Alguns políticos resolvem trocar a visibilidade no parlamento nacional por uma carreira mais discreta em Bruxelas. Mas qual será o apelo para as celebridades?

“O nível europeu é interessante para entrar na política. Por exemplo, há celebridades que estão preocupadas com certas questões, sobre as quais são tomadas decisões importantes, sobretudo, a nível europeu. Por outro lado, pode ser visto como um campo de ação mais fácil, porque se pode ter uma efetiva intervenção legislativa sem, necessariamente, estar envolvido na política doméstica", explicou, à euronews, Andrea Felicetti, analista político da Universidade de Leuven.

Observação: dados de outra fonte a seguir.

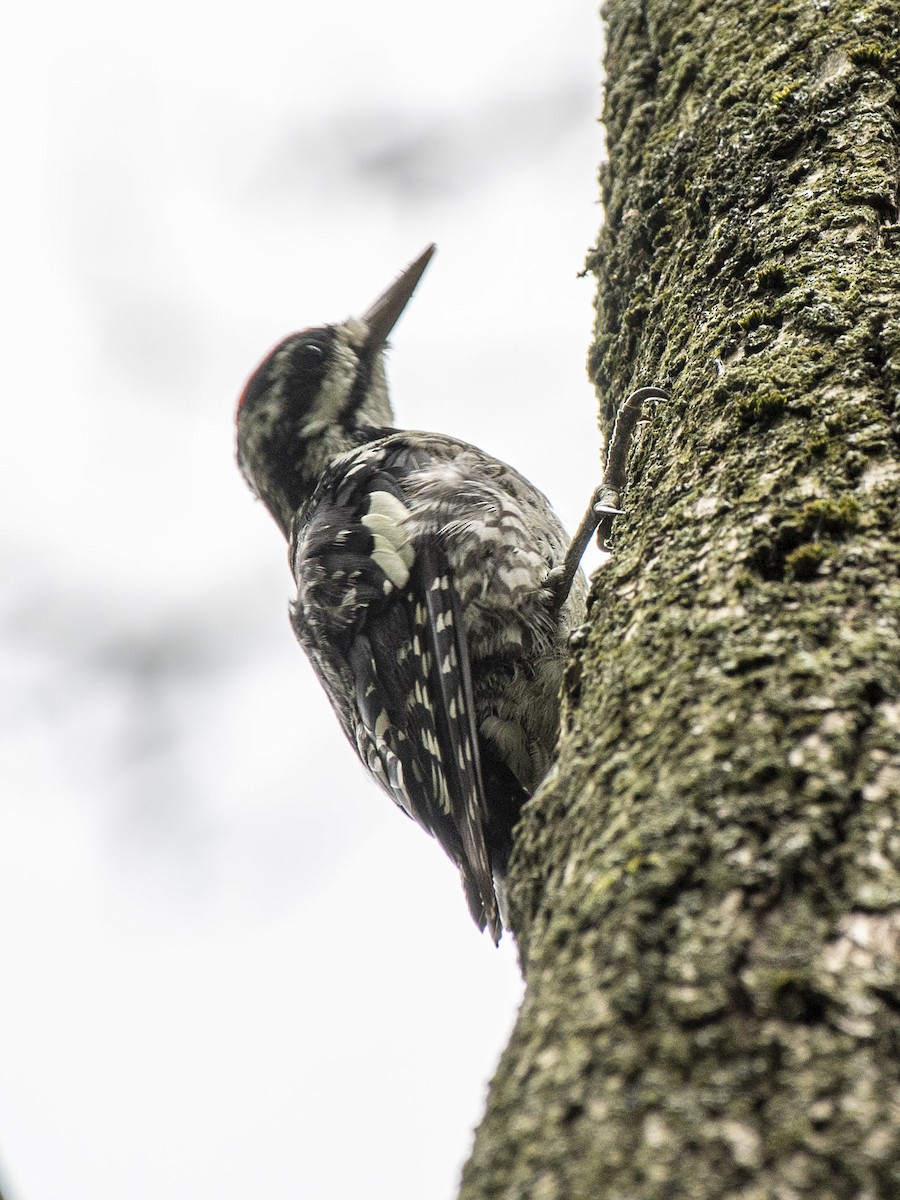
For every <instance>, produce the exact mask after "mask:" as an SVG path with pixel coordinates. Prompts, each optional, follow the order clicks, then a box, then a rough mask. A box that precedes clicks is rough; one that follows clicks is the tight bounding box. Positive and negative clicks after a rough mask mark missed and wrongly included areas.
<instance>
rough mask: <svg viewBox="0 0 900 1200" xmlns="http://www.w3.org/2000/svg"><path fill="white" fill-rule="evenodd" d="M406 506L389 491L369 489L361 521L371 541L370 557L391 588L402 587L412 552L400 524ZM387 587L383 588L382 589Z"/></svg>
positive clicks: (410, 557) (411, 566)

Em tempos de desilusão com as elites políticas e o tradicional sistema partidário, as celebridades também podem ser vistas como trunfos para travar o desinteresse popular pela política.

“Há quem faça o seguinte raciocínio: se este homem ou esta mulher foram tão longe na carreira, pode bem ser que sejam bons a fazer política. Talvez possam resolver os problemas que eu considero serem os mais prementes”, acrescenta o analista.

Nalguns casos, são os políticos que se tornam celebridades. A fama, mesmo a nível internacional, não é estranha ao ex-primeiro-ministro italiano Silvio Berlusconi, ao ex-ministro das Finanças grego Yannis Varoufakis ou ao ex-líder independentista catalão Carles Puigdemont.

Por causa do carisma, capacidade comunicacional ou protagonismo em momentos históricos, todos eles são candidatos a um assento no Parlamento Europeu.